- Writer: Gerry Beckley
- Producer: George Martin
- Recorded: Late 1974 at the Record Plant in Los Angeles
- Released: March 1975
- Players:
Dewey Bunnell — vocals, guitar
Dan Peek — guitar, vocals
Gerry Beckley — guitar, vocals
David Dickey — bass
Willie Leacox — drums - Album: Hearts (Warner Bros., 1975)
- Also On:
History: America’s Greatest Hits (Warner Bros., 1975)
America Live (Warner Bros., 1977)
America In Concert (Capitol, 1985)
America In Concert (King Biscuit Flower Hour, 1996)
Highway: 30 Years Of America (Rhino, 2000) - Though they met at London’s Central High School, only one of the three members of America was native to England — Dewey Bunnell, who was born in Yorkshire in 1952. All three were sons of American Air Force officers stationed overseas.
- Their first group together was an acoustic folk-rock band called Daze.
- They chose the name America both out of longing for their homeland and as a coincidence while they were listening to a jukebox that had the word “Americana” on it.
- “Sister Golden Hair” was written during sessions for America’s previous album, Holiday, but didn’t make it onto that set.
- Gerry Beckley, who wrote “Sister Golden Hair,” said it’s not about anyone in particular: “This is all poetic license. With ‘Sister Golden Hair,’ as far as my folks were concerned, I was writing a song about my sister, and I couldn’t quite fathom it; they must not have listened to the lyrics.”

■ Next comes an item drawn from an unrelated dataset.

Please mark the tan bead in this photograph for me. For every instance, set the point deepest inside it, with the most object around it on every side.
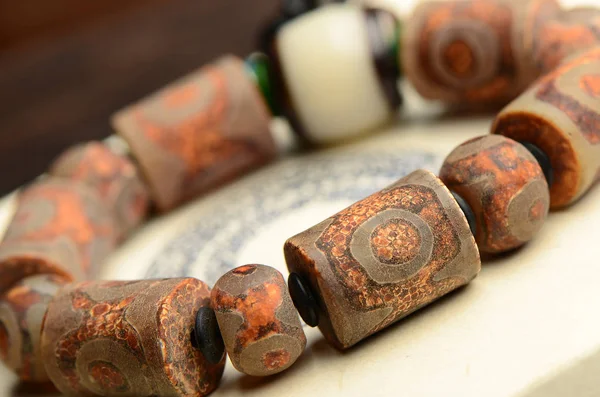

- Beckley added that Jackson Browne helped fine-tune the song: “We toured with Jackson a couple of times, and we’d always play each other songs backstage. I sang ‘Meet me in the middle, will you meet me in VA’ (i.e. Virginia). And he thought I was singing ‘Meet me in the air.’ He was singing along, and he sang that line and I said ‘Oh, that’s better.’”
- Beatles producer George Martin oversaw the Hearts album. It sold more than a million copies worldwide.
- “Sister Golden Hair” was America’s second Number One hit. Their first was the first song they recorded, “A Horse With No Name.”
- The album title for Hearts followed America’s odd custom of naming many of their albums with words beginning with the letter H. Others were called Homecoming, Hat Trick, Holiday, History, Hideaway, Harbor, and Hourglass.
- The Hearts album also spawned the Top 20 single “Daisy Jane.”
FAST FORWARD:
- Dan Peek left America in 1976, after becoming a born-again Christian. He went on to record some Contemporary Christian music. His album All Things Are Possible earned a Grammy nomination in 1979.
- Bunnell and Beckley have continued America as a duo.
- For the song “You Can Do Magic,” a Top 10 hit in 1982, America collaborated with actor Billy Mumy, who played Will Robinson on the TV show Lost In Space, and half of the comedy duo Barnes And Barnes, which gave the world “Fish Heads.”
- Peek reunited briefly with Bunnell and Beckley for a 1993 tour opening for the Beach Boys.
- Beckley has recorded with Robert Lamm from Chicago and the late Carl Wilson of the Beach Boys under the banner Beckley-Lamm-Wilson.
Beckley and Bunnell have both guested on albums by David Cassidy.